Es war eine Nacht wie jede andere. Der Gast hatte nicht auffällig gewirkt, niemand hatte sich über Lärm beschwert und auch das Zimmermädchen, das am 14. März 1999 das Zimmer 710 im Holiday Inn Hotel in Frankfurt-Offenbach für einen neuen Bewohner saubermachte, ahnte nicht, dass nur Stunden zuvor die nüchterne Einrichung Opfer eines anarchischen Künstlereinfalls geworden war: Eine Zwischentür hatte Florian Slotawa aus den Angeln gehoben und zum Dach einer improvisierten Schlafhütte gemacht. Der von seinem Platz verrückte Schreibtisch hatte eine zweite Tür in der Senkrechten gehalten, so dass der Gast wie ein Kind in die Matratzenhöhle hineinkriechen konnte, zurückgezogen und beschützt von den Zumutungen der mittleren Kettenhotellerie, die die Welt in eine beängstigende Flucht aus identisch ausgestatteten Zimmern und Juniorsuiten verwandelt hat.

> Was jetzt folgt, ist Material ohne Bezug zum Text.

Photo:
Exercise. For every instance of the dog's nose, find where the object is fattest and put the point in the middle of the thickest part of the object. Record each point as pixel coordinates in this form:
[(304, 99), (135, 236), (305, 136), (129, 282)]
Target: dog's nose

Doch Slotawa konnte unbehelligt auschecken. Auch aus dem Intercontinental in Leipzig, dem Mövenpick Hotel in Kassel, dem Città de Parenzo in Triest und weiteren Hotels, in denen es zu ähnlichen Vorfällen gekommen war. Von einer Einreisesperre des deutschen Künstlers in die Holiday Inns dieser Welt ist nichts bekannt, was schlicht daran liegt, dass Slotawa die Einrichtungen mit Werkzeug fein säuberlich zerlegt, zu beschlafbaren Installationen umgebaut und dann wieder in den Urzustand zurückversetzt hat: Nur die Fotokamera war Zeuge. Mit diesen "Hotelarbeiten" reihte Slotawa sich in den 90ern ein in die lange Folge von Künstlern, die im oder über das Hotel arbeiten: von William Turner, der gern die Aussicht vom Hotelfenster malte, bis zu Martin Kippenberger, der das Briefpapier für Zeichnungen nutzte.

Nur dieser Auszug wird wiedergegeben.